Quilted flats of shining sand stretched before her, for the tide was out, and, retiring, had left behind it at high-water line, just beneath them, ankle-deep heaps of weed, beds of broad, dirty shells as large as a hand, driftwood and all manner of marine detritus. Jewel ran forward, down the side of the dune, across the beach and out towards the distant corrugations of sea, in which the little new moon moved. He stopped where the small waves broke with a secret sound. Less impetuously, Marianne followed him.

Before them and around them were all the wonders of the seashore, to which Marianne could scarcely put a single name, though everything
had once been scrupulously named. The fans, fronds, ribbons, wreaths, garlands and lashes of weed had once been divided into their separate families, wracks, tangles, dulses, etc. Purse sponge, slime sponge, breadcrumb sponge, blood red sponge; tube sea squirt, rough sea squirt, gooseberry sea squirt, star sea squirt (or golden star). Rag worms, lug worms, tube worms. The soft corals and sea anemones, known as dead men’s fingers, snake locks, wartlet or gem anemone, the globehorn, the daisy anemone, cup coral, sea firs, sea oaks. The spiny skinned family of echinoderms, which include the brittle stars, feather stars, the sea cucumbers with their mouth fringe of whispy gills and the sea lilies which have ten feathery arms waving in the water. The jellyfish. And innumerable other names.
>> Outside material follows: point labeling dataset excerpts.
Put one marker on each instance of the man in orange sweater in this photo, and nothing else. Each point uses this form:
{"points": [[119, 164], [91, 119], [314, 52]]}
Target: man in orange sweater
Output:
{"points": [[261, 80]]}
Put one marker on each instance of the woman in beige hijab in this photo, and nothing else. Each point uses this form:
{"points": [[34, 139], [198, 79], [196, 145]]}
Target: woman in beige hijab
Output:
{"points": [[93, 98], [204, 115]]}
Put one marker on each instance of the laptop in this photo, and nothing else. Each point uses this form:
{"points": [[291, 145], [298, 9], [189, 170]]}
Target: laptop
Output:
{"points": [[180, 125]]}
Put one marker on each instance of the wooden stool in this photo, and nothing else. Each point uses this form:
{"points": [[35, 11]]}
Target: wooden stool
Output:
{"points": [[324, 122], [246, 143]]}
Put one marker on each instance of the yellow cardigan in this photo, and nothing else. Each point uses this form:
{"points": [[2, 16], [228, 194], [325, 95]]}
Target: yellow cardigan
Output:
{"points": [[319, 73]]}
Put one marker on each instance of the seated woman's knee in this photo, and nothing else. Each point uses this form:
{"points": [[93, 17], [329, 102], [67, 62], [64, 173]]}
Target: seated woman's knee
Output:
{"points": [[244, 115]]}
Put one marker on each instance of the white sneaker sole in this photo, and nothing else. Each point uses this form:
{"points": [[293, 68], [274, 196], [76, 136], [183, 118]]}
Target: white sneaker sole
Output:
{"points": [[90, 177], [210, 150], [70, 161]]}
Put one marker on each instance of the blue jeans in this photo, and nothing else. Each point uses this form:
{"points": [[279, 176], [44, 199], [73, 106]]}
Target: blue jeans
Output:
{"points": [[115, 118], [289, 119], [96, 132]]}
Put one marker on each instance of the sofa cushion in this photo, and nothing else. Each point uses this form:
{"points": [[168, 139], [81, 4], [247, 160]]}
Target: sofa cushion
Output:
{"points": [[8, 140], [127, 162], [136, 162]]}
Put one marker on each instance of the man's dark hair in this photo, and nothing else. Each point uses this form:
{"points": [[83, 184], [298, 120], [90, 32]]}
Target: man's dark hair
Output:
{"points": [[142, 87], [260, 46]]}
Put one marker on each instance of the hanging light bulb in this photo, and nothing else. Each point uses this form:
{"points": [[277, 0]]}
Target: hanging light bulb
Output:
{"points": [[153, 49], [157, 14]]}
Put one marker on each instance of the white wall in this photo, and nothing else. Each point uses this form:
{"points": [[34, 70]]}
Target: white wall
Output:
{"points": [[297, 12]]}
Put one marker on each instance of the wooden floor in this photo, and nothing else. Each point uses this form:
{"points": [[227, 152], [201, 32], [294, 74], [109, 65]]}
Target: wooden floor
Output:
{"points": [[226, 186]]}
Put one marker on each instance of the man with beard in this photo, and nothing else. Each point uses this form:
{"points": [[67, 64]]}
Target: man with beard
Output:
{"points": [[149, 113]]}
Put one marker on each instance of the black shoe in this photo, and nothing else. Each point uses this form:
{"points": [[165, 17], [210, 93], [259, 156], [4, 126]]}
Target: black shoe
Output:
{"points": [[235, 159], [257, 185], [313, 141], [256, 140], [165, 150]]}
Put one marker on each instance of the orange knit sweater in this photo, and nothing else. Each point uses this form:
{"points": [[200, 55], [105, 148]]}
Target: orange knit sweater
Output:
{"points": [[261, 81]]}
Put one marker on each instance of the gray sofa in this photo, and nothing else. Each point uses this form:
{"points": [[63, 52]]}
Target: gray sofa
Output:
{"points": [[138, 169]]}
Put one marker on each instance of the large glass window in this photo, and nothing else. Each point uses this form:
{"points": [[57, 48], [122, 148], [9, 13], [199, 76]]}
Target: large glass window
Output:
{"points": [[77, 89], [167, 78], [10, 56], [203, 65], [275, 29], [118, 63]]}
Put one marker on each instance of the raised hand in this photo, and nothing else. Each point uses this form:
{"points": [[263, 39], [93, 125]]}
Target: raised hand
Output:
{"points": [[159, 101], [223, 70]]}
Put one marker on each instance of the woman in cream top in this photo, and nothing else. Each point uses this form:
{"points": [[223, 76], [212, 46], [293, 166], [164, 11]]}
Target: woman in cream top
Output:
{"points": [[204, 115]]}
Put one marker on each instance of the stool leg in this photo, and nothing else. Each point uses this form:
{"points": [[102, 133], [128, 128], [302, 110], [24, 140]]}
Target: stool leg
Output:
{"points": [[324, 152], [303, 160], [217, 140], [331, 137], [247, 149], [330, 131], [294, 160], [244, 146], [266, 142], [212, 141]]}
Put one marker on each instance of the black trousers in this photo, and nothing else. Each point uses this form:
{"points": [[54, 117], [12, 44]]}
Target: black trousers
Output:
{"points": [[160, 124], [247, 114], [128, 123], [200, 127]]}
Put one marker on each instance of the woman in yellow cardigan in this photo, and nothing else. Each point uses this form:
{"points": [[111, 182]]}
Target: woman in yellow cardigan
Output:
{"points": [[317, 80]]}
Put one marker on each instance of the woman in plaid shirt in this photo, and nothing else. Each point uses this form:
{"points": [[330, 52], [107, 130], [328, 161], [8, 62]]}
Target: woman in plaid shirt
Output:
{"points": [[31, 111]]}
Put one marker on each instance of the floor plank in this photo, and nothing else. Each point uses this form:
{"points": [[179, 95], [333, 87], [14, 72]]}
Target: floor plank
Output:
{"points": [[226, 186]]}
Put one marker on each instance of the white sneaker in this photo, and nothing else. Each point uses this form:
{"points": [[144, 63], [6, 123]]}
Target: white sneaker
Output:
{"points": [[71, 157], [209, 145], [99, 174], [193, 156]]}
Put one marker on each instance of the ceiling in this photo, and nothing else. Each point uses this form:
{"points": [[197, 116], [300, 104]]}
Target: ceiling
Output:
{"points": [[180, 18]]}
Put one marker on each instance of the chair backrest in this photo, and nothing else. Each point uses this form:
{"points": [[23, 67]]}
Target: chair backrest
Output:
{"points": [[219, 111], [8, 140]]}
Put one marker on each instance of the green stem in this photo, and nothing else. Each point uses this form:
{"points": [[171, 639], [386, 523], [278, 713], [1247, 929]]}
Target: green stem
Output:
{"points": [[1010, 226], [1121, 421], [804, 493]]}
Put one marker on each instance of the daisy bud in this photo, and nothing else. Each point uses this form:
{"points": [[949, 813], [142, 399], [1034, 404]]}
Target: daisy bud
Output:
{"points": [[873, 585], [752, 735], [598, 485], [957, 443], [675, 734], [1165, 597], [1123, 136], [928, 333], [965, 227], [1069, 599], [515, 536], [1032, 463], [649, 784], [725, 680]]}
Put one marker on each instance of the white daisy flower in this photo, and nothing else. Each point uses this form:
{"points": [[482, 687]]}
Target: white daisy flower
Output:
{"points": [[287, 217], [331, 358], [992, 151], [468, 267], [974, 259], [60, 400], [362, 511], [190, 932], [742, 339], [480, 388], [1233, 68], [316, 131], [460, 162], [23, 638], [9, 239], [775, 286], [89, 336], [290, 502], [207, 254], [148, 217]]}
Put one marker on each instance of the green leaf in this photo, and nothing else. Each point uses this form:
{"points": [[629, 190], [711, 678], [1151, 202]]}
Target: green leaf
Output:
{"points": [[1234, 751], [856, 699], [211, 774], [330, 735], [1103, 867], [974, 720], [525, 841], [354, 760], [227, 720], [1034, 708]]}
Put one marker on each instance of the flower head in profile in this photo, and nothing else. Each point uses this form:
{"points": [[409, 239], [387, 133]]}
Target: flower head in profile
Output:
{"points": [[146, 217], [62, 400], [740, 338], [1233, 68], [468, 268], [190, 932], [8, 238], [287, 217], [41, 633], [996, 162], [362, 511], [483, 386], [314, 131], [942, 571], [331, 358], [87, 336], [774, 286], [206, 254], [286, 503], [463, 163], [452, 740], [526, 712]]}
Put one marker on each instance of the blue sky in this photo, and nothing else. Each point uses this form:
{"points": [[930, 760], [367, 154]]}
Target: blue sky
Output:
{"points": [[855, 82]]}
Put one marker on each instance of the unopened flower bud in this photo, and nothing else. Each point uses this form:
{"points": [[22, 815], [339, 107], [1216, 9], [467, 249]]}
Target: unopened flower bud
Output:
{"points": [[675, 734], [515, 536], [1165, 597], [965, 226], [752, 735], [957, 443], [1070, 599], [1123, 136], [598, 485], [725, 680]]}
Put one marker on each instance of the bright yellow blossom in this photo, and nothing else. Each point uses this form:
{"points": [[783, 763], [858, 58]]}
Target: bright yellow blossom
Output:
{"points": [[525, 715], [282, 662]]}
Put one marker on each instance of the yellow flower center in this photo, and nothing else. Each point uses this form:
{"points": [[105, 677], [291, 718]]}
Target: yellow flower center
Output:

Losing their names, these things underwent a process of uncreation and reverted to chaos, existing only to themselves in an unstructured world where they were not formally acknowledged, becoming an ever-widening margin of undifferentiated and nameless matter surrounding the outposts of man, who no longer made himself familiar with these things or rendered them authentic in his experience by the gift of naming. Jewel and Marianne walked along the beach of this wide, unfrequented bay not as if they were discovering it, or exploring it, but like visitors who have arrived too late, without an introduction, are unsure of their welcome but, nevertheless, determined to brave it out.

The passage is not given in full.